Expulsão do atacante Kazim em partida na pré-temporada acabou servindo como divisor de águas para a equipe em relação ao comportamento em campo

Daniel Batista, Estadao Conteudo

22 de abril de 2017 | 08h18

Uma das marcas do time de Fábio Carille é a disciplina. Dos quatro semifinalistas do Campeonato Paulista, a equipe do Corinthians é quem levou menos cartões amarelos e ainda não teve jogadores expulsos, assim como a da Ponte Preta. O treinador explica que a expulsão do atacante Kazim em partida na pré-temporada acabou servindo como um divisor de águas para o grupo em relação ao comportamento em campo.

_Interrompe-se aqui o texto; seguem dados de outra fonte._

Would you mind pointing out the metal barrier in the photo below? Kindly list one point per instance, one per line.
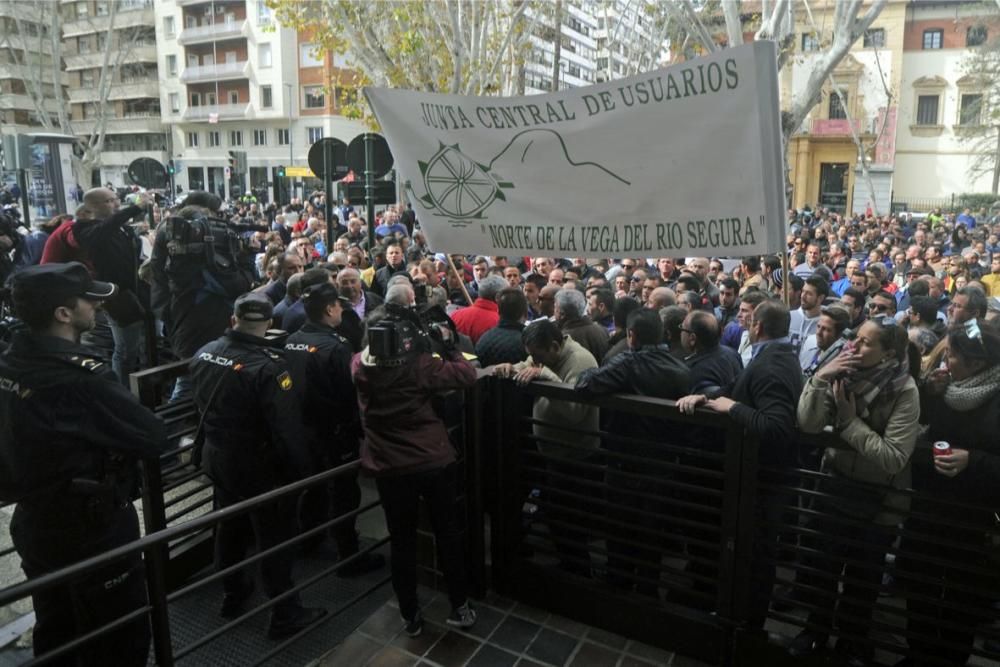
(177, 546)
(685, 539)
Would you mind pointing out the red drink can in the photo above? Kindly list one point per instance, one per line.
(942, 448)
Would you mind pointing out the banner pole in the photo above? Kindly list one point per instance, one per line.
(785, 295)
(461, 280)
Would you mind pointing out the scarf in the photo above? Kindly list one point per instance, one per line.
(885, 379)
(970, 393)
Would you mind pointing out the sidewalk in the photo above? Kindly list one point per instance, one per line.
(506, 634)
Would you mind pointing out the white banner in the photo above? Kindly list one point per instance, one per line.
(682, 161)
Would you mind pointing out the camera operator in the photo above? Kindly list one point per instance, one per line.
(70, 436)
(199, 266)
(406, 445)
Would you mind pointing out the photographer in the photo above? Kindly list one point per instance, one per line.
(406, 445)
(199, 267)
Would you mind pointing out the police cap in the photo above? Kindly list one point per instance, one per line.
(56, 283)
(253, 307)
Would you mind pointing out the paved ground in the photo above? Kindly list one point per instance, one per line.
(506, 634)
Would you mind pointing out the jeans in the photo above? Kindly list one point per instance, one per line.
(400, 502)
(127, 339)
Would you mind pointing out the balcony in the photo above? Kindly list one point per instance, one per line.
(840, 127)
(130, 124)
(213, 32)
(218, 72)
(133, 16)
(141, 52)
(223, 111)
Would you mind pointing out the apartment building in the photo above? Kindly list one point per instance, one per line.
(941, 101)
(25, 62)
(233, 79)
(577, 49)
(113, 39)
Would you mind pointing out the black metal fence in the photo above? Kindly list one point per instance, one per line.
(697, 538)
(676, 530)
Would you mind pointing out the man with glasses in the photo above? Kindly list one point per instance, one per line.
(968, 303)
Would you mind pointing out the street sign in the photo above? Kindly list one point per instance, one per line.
(148, 173)
(381, 156)
(385, 192)
(336, 159)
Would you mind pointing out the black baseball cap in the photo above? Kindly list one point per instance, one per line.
(325, 293)
(58, 282)
(253, 307)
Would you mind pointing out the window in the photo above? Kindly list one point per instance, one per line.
(874, 38)
(975, 35)
(837, 110)
(314, 97)
(264, 55)
(933, 38)
(263, 13)
(307, 58)
(927, 109)
(971, 110)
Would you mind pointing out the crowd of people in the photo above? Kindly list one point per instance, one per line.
(881, 327)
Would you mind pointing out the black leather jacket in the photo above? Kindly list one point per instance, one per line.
(67, 427)
(254, 440)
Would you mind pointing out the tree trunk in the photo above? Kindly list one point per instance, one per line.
(557, 54)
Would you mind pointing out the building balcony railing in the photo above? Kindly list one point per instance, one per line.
(219, 111)
(217, 72)
(841, 127)
(213, 32)
(129, 123)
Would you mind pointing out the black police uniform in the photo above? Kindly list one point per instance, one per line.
(320, 360)
(254, 443)
(70, 435)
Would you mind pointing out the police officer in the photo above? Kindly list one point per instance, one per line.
(321, 366)
(70, 436)
(253, 443)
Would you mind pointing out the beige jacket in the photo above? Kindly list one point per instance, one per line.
(880, 446)
(573, 360)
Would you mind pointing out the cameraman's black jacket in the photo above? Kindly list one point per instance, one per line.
(254, 439)
(68, 429)
(114, 250)
(320, 360)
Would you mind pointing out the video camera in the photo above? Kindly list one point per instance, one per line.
(406, 333)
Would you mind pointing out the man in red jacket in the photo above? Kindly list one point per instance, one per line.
(482, 315)
(406, 446)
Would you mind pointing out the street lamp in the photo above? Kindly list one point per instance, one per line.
(291, 158)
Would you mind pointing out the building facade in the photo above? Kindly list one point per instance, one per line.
(234, 80)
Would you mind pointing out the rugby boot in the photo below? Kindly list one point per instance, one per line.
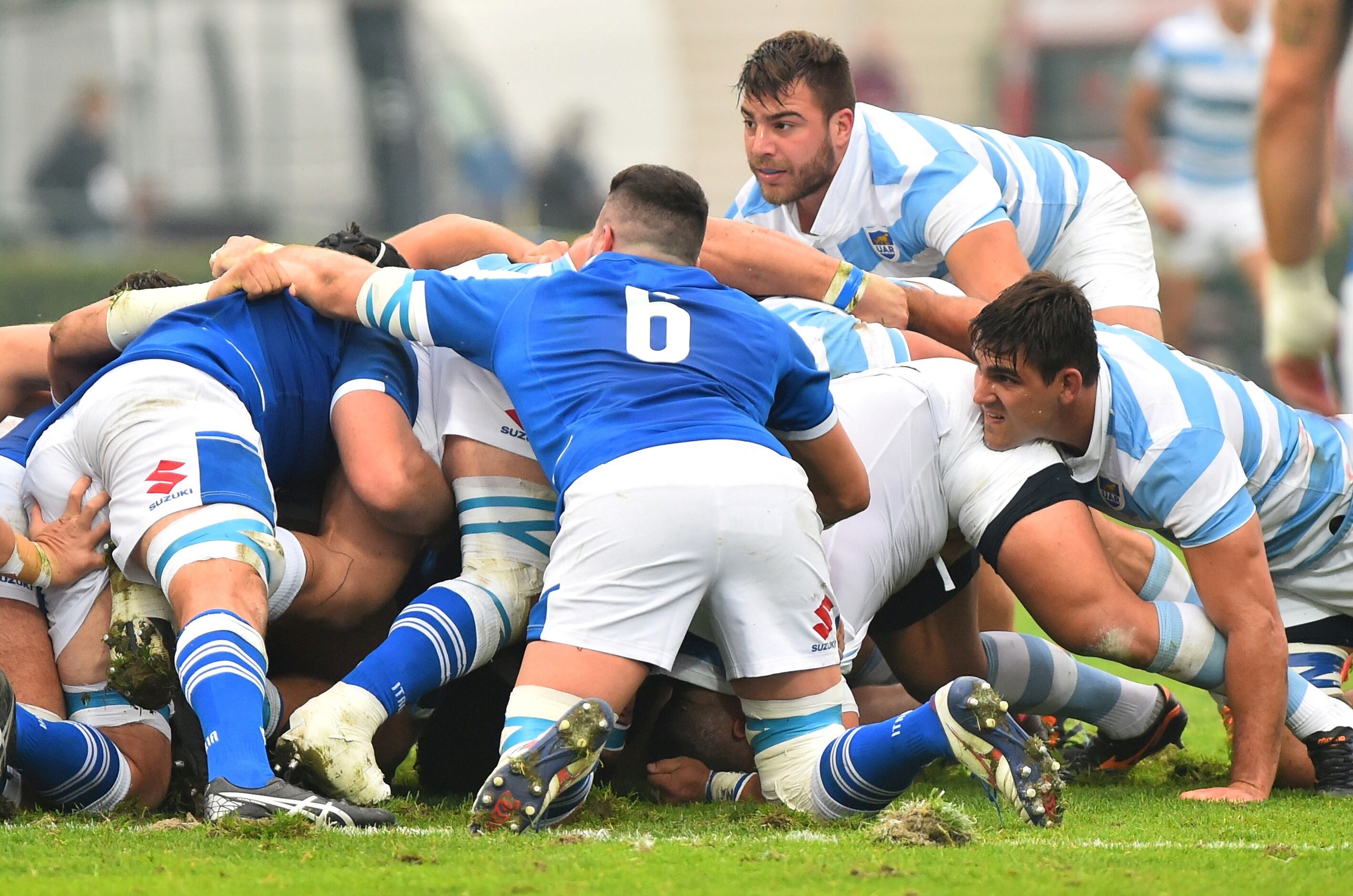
(533, 773)
(9, 729)
(225, 799)
(988, 743)
(328, 746)
(1332, 754)
(140, 642)
(1121, 754)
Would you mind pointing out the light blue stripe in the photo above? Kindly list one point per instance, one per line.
(765, 734)
(505, 501)
(1171, 625)
(227, 531)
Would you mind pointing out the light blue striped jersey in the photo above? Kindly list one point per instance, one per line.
(1183, 446)
(841, 343)
(1208, 79)
(910, 186)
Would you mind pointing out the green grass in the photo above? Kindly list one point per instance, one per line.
(1132, 835)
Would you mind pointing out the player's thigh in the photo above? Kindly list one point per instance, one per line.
(770, 608)
(1107, 251)
(26, 656)
(166, 439)
(628, 569)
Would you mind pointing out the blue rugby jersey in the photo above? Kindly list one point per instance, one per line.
(624, 355)
(910, 186)
(284, 362)
(1210, 80)
(1195, 450)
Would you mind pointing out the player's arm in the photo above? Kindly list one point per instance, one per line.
(451, 240)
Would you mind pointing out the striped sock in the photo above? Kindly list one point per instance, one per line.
(444, 633)
(71, 765)
(869, 767)
(1040, 677)
(1168, 580)
(224, 665)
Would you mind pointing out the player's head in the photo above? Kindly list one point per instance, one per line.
(653, 211)
(1035, 355)
(799, 106)
(145, 281)
(705, 726)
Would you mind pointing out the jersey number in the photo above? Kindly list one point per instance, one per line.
(640, 313)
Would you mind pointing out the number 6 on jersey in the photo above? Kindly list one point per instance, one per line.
(639, 327)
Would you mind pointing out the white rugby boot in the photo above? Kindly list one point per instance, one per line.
(329, 745)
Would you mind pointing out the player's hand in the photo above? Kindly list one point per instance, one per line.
(546, 252)
(258, 274)
(72, 541)
(232, 252)
(1302, 384)
(1169, 217)
(885, 302)
(1234, 793)
(681, 780)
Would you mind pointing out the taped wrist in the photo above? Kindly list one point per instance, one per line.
(132, 312)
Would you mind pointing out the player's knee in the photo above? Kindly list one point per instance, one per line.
(789, 738)
(217, 532)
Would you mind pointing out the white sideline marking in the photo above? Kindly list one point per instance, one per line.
(603, 834)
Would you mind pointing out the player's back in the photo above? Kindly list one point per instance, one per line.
(1208, 79)
(632, 354)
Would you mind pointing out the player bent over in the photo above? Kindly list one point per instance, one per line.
(1255, 492)
(677, 502)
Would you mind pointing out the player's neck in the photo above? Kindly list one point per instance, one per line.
(1076, 423)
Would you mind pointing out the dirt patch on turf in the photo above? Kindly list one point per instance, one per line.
(930, 821)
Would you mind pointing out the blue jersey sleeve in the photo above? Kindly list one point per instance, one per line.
(804, 408)
(435, 309)
(376, 362)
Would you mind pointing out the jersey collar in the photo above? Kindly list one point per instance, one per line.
(1085, 468)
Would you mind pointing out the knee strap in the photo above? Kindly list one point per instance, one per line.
(217, 532)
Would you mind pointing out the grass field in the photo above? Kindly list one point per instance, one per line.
(1118, 837)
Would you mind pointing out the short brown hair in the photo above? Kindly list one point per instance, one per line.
(773, 70)
(667, 205)
(1046, 321)
(145, 281)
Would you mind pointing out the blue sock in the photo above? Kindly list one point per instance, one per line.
(435, 639)
(1040, 677)
(869, 767)
(70, 764)
(224, 667)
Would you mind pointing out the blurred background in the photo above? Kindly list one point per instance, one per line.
(141, 133)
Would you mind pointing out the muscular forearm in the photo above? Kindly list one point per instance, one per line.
(449, 240)
(326, 281)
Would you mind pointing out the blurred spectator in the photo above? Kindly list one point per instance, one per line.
(566, 190)
(78, 187)
(877, 79)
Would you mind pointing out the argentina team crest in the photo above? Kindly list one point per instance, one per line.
(1111, 493)
(883, 243)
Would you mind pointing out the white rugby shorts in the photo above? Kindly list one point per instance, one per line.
(720, 538)
(1221, 225)
(1107, 248)
(160, 438)
(471, 402)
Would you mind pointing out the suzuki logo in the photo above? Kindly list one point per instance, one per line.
(164, 478)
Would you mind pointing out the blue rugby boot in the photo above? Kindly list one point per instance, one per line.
(998, 751)
(530, 776)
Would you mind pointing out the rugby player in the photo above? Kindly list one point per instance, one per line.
(664, 451)
(206, 405)
(1200, 72)
(1256, 493)
(1292, 159)
(905, 195)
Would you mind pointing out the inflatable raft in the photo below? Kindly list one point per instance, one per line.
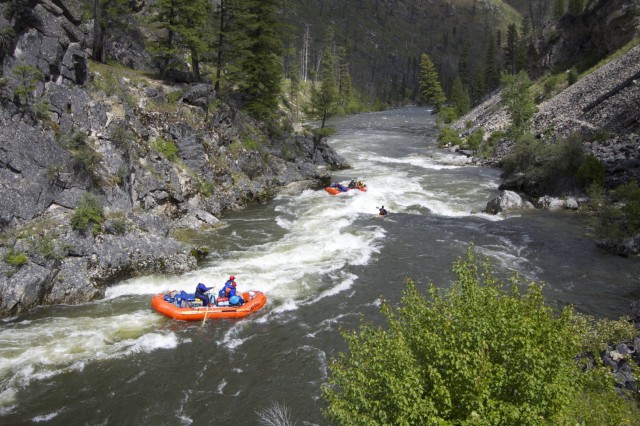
(183, 306)
(335, 191)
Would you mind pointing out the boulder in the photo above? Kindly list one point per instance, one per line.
(507, 200)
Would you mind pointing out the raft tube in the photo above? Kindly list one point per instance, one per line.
(254, 300)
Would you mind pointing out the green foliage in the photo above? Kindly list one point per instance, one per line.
(460, 97)
(616, 214)
(205, 188)
(576, 7)
(558, 8)
(447, 115)
(167, 148)
(516, 96)
(16, 258)
(479, 352)
(262, 64)
(88, 212)
(325, 100)
(591, 171)
(430, 83)
(474, 140)
(542, 168)
(488, 148)
(449, 137)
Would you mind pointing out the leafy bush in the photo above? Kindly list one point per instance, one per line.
(489, 147)
(448, 137)
(167, 148)
(88, 212)
(16, 258)
(616, 214)
(447, 115)
(476, 353)
(543, 168)
(474, 140)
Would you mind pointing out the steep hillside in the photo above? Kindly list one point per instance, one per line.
(384, 39)
(102, 166)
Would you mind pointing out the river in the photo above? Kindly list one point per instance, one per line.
(325, 262)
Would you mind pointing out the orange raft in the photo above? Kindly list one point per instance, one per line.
(254, 300)
(335, 191)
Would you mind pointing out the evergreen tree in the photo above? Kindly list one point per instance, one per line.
(479, 88)
(511, 50)
(261, 66)
(108, 15)
(558, 9)
(325, 100)
(491, 68)
(193, 28)
(460, 97)
(464, 65)
(517, 97)
(576, 7)
(430, 83)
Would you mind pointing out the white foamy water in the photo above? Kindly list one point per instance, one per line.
(303, 266)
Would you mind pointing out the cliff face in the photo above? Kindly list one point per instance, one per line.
(157, 160)
(579, 41)
(603, 106)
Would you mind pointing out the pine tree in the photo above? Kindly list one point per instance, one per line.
(479, 88)
(165, 49)
(108, 15)
(262, 63)
(430, 83)
(325, 100)
(517, 97)
(460, 97)
(464, 65)
(558, 9)
(491, 68)
(193, 28)
(511, 50)
(576, 7)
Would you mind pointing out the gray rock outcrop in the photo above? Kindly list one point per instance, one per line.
(154, 170)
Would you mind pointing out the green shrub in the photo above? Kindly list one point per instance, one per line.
(88, 212)
(15, 258)
(447, 115)
(474, 140)
(81, 150)
(449, 137)
(481, 352)
(167, 148)
(590, 172)
(489, 147)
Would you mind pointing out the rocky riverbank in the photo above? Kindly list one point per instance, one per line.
(158, 158)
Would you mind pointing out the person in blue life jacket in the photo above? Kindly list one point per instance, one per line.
(229, 291)
(201, 289)
(226, 290)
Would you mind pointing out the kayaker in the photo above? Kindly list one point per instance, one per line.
(201, 289)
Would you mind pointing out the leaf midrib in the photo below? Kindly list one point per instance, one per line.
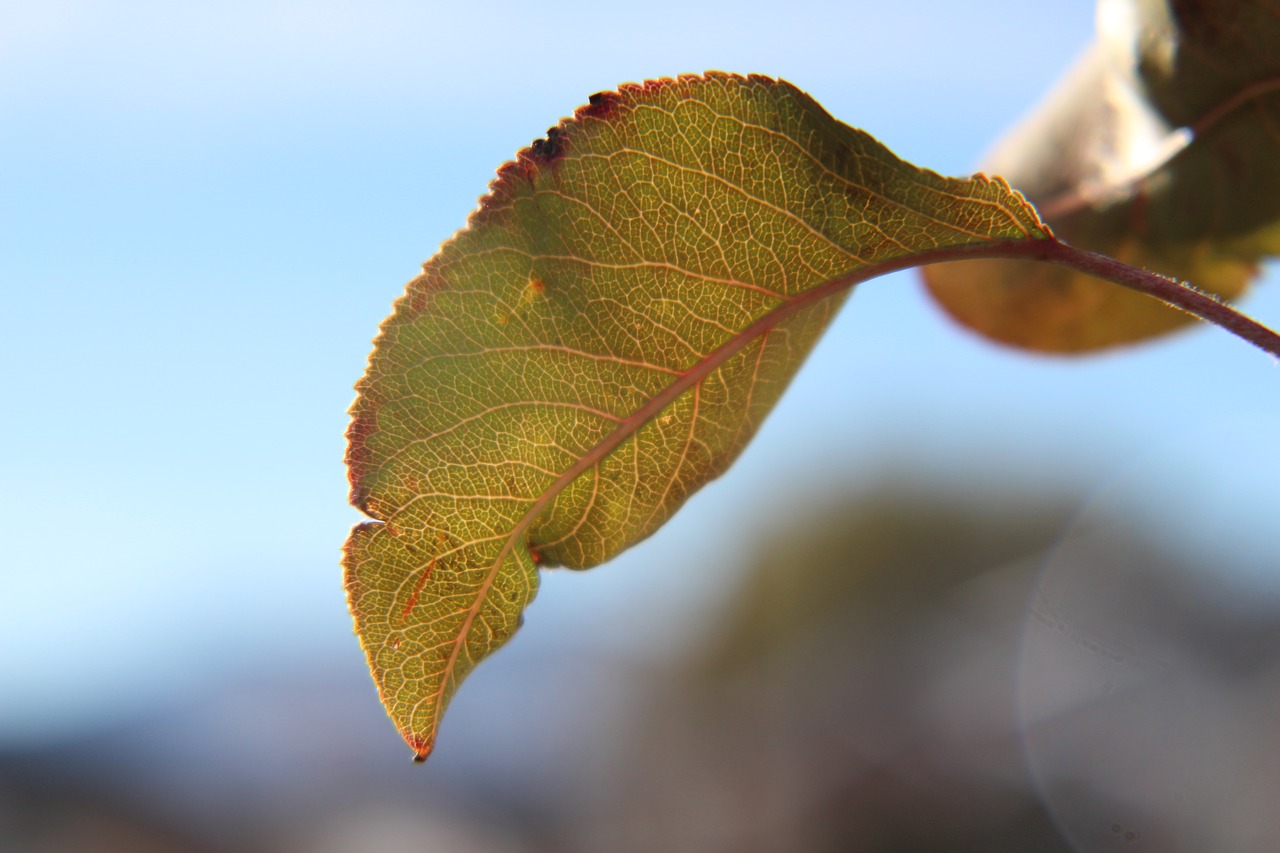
(630, 424)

Durante o jogo contra o São Paulo, pela Florida Cup, Kazim se desentendeu com o zagueiro Maicon e ambos acabaram sendo expulsos. "Não gostei daquilo que aconteceu. Foi um aprendizado aquele jogo e sempre que surge uma oportunidade, eu comento sobre o fato com os atletas, para que eles levem isso como exemplo. O jogador tem de entrar em campo focado apenas na partida", disse o treinador.

Dentre os semifinalistas, a Ponte Preta já recebeu 41 cartões amarelos e é o time mais indisciplinado. Em seguida aparece o Palmeiras, com 39, seguido pelo São Paulo com 37. O Corinthians tem apenas 33 cartões. Já entre os cartões vermelhos, o Palmeiras é o líder no quesito, com duas expulsões. O São Paulo aparece em seguida com uma exclusão, enquanto que Ponte e Corinthians não tiveram atletas expulsos.

Curiosamente, o Corinthians chegou a ter o volante Gabriel expulso no clássico com o Palmeiras, mas a punição foi anulada. O volante Maycon cometeu falta durante a partida e o árbitro Thiago Duarte Peixoto erroneamente achou que Gabriel foi o responsável pela infração e lhe aplicou o segundo cartão amarelo e, consequentemente, o vermelho. Após perceber o equívoco, o juiz admitiu a falha na súmula e o cartão foi anulado.

Para encarar o São Paulo, Carille contará com cinco titulares pendurados com dois cartões amarelos, casos de Fagner, Gabriel, Maycon, Romero e Jô. Apesar do risco de ficar sem importantes jogadores para uma eventual decisão, o treinador nega que vá passar qualquer recomendação aos atletas para evitar novas advertências. "Vamos fazer o jogo que tem de ser feito, se for para administrar é nos minutos finais e se a partida já estiver resolvida", avisou.